Si l’on se contente de recueillir les différents regroupements réalisés par les divers informateurs, il peut effectivement être envisagé une sorte de hiérarchie de critères où la distinction ‘nocturne/diurne’ prédominerait, viendrait ensuite ‘le milieu’ avec la notion de ‘hauteur/sol’ et en dernier ‘la piqûre’ ; or il n’en est rien, cela ne correspond qu’à une vision superficielle de leur perception du monde animal. En effet, non seulement ces critères peuvent revêtir une importance plus ou moins grande intra- et inter-catégorie mais également, dans une moindre mesure, en fonction des diverses contextes situationnels (chasse, récolte de fruits, etc.).

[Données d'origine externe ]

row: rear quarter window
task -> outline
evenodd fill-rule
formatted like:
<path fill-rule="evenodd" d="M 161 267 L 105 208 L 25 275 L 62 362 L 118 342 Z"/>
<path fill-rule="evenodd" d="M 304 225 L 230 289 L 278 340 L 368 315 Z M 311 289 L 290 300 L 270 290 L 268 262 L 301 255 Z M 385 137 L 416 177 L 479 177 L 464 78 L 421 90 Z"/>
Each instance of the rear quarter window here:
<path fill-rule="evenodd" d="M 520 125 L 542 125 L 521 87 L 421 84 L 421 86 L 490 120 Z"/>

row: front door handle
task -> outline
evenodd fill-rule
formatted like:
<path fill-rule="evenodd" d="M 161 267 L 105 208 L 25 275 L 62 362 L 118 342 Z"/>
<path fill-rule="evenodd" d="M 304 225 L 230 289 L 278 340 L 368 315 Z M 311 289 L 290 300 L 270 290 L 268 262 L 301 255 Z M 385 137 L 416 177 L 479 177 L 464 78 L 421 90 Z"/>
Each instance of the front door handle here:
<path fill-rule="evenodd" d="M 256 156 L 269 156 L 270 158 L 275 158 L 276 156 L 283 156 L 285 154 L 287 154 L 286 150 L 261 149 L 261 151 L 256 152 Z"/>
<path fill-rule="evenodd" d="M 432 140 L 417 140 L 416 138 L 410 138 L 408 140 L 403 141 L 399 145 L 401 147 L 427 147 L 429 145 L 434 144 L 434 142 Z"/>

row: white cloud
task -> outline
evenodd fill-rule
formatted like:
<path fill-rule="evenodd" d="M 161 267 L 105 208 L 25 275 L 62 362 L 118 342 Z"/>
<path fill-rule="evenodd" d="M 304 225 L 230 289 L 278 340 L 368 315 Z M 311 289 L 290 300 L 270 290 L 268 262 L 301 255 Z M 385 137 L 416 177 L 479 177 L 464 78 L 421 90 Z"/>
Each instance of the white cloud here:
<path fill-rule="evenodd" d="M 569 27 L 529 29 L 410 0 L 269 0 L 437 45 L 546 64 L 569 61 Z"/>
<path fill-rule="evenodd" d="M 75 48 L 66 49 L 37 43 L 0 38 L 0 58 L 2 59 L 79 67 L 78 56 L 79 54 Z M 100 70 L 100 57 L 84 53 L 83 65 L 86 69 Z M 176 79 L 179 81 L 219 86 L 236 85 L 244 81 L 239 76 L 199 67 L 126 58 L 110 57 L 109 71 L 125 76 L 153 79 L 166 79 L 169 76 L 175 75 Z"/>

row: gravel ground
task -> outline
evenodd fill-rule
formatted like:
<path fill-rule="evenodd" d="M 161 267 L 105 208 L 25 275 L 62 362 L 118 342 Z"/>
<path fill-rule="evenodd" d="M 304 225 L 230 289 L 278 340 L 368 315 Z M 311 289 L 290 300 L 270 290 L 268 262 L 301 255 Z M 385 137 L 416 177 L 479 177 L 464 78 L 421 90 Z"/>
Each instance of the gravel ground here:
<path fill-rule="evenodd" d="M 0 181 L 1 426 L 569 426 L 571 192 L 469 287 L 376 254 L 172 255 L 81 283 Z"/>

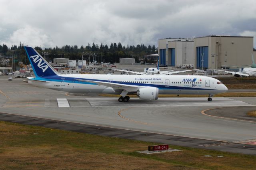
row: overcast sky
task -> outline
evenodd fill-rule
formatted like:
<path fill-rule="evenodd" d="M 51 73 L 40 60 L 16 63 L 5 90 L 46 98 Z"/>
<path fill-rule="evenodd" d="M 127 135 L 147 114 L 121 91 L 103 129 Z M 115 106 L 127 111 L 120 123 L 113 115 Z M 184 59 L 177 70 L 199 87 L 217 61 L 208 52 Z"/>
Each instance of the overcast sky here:
<path fill-rule="evenodd" d="M 256 0 L 0 0 L 0 44 L 157 46 L 167 38 L 254 36 Z"/>

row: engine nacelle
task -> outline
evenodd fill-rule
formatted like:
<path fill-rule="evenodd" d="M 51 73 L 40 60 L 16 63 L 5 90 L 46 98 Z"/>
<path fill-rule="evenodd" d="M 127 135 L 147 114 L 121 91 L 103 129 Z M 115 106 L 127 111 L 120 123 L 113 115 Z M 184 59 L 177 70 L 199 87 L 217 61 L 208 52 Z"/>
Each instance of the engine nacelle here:
<path fill-rule="evenodd" d="M 148 87 L 142 87 L 137 91 L 137 95 L 143 100 L 154 100 L 158 98 L 158 89 Z"/>

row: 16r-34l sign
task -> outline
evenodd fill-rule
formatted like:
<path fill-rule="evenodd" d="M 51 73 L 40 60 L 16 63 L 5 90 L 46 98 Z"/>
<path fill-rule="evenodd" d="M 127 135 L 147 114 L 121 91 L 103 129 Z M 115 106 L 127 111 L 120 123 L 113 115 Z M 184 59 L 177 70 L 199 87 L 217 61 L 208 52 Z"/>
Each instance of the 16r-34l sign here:
<path fill-rule="evenodd" d="M 148 146 L 149 151 L 168 150 L 168 149 L 169 149 L 169 145 L 168 144 L 162 144 L 161 145 L 153 145 Z"/>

Il en ressort que l’analyse de mes données à la lumière des modèles de Berlin, de Rosch & al. ainsi que de la théorie de la sémantique du prototype ne m’a pas convaincue. En effet, un modèle voulant prétendre à une hiérarchie de critères fait défaut. L’analyse monodimensionnelle ne s’avère pas suffisante et ne permet pas de refléter la vision plurifactorielle des Baka où aucun facteur ne prime sur l’autre. Cette approche à visée unique ne fait que démultiplier les schémas et ne permet pas de représenter de manière directement visible les liens entres les divers animaux en présence295. Il serait plus pertinent d’envisager un système d’associations capables de prendre en considération divers niveaux d’analyse en fonction de différentes situations explicitées ou non (donc sans nécessairement introduire de catégories croisées). Pour ces différentes raisons, les propositions de Roulon-Doko (1998) semblent plus appropriées aux données baka ; ce qui nous renvoie par ailleurs à la notion de « cross-cultural regularities » dont parle Berlin (et qu’il a également détecté dans le travail de Conklin, et qui fera l’objet d’une étude ultérieure).

Notes
293.

Patrick Mouguiama Daouda, communication personnelle, mai 2007, DDL, Lyon.

294.

J’ai cherché à savoir si Brisson avait récolté des termes pour « animal » ou pour « antilope », « céphalophe » ou autres mais cela n’est cas. J’ai quelquefois trouvé ŋgɛ̀ndì qui jouerait alors le rôle de prototype et tendrait à donner son nom au niveau intermédiaire, mais cela n’est pas toujours clair. Ce processus serait-il en cours ?

295.

D’autant que le domaine est circonscrit au règne animal. La vision des Baka étant fondée sur un système en réseau où chaque élément a sa place, l’émergence de catégories se doit d’être replacée dans un système global où lesdites catégories ne sont donc pas fermées.